The 3-headline rule: When you open the news, you are allowed exactly three headlines, then you must close the app and write down one concrete action you can take in your own life instead of spiralling about the rest.
Doom jar roulette: Keep a jar of tiny “offline dares” (stretch, make tea, text a friend, stare out the window, play one song on loud) and every time you notice a doomscroll starting, you pull one and do it immediately.
Airplane mode atelier: Pick one hour a day where your phone goes on airplane mode, and you treat your desk, sofa, or kitchen table like a mini studio just for experiments, messy drafts, and ideas that would never survive inside a feed.
The tiny newsroom exile: Move all news apps into one ugly folder on the last screen of your phone, call it “Admin”, and only let yourself visit that folder at one pre-decided time of day like it is a slightly boring meeting you attend on purpose.
Red-pen your fears: When a headline hooks you, grab a notebook and write down the catastrophic story your brain is telling, then go back with a red pen and cross out everything that is a prediction or mind-reading, leaving only the facts.
The one-song reset: Each time you catch yourself in a doomscroll, you have to stop, put your phone face down, and play exactly one song start to finish while doing nothing else, just to remind your nervous system what full attention feels like.

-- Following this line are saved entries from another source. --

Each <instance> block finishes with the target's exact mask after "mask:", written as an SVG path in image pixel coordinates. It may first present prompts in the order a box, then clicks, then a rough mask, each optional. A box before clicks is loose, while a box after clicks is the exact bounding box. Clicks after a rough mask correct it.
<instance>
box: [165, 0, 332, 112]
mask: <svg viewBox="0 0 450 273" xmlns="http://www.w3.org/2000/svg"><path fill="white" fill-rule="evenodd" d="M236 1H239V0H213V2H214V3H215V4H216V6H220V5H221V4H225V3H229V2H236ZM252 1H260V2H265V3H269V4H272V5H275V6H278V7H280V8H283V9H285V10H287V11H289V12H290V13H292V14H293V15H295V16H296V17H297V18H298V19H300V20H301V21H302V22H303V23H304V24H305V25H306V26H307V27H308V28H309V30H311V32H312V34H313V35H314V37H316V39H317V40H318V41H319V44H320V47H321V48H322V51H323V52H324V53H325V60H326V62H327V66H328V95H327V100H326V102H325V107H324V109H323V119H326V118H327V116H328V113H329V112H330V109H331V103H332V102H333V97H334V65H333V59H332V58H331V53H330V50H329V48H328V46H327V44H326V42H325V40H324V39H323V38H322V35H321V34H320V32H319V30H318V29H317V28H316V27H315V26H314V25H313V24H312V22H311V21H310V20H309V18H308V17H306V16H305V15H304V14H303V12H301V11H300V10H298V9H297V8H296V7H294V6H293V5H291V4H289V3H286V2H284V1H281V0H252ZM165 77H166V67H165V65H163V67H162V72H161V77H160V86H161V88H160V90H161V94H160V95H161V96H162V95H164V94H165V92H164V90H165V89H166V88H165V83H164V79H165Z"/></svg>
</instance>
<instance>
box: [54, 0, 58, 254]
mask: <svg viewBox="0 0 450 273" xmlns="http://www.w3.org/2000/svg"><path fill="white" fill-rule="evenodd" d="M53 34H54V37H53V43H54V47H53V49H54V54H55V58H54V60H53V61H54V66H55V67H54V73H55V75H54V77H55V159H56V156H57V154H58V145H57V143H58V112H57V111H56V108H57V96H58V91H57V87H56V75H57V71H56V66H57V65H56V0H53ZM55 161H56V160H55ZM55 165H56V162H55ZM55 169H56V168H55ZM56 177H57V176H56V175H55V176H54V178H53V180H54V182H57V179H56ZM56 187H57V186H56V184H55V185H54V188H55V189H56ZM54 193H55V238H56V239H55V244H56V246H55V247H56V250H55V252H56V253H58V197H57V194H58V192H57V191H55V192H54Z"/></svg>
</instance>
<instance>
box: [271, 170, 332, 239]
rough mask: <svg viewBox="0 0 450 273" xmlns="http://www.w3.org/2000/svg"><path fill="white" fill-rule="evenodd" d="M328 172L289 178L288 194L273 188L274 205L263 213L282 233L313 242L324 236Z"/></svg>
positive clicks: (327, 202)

Reverse rabbit hole: Instead of falling into an endless scroll, give yourself a daily “curiosity hole” where you pick one random non-news topic (volcanoes, fonts, beekeeping, anything) and go deep for 15 minutes, training your brain to chase wonder, not dread.
Your attention is not a lost cause
Doomscrolling is not proof that you are broken. It is proof that your very human brain landed in a system that was never built for its limits.
You cannot fix the world from your phone, but you can decide what your mind marines in every day.
If you give your brain better rituals, kinder inputs, and a few solid boundaries, it will remember how to do deep focus, joy, and calm again. The scroll will still be there. You just will not live inside it.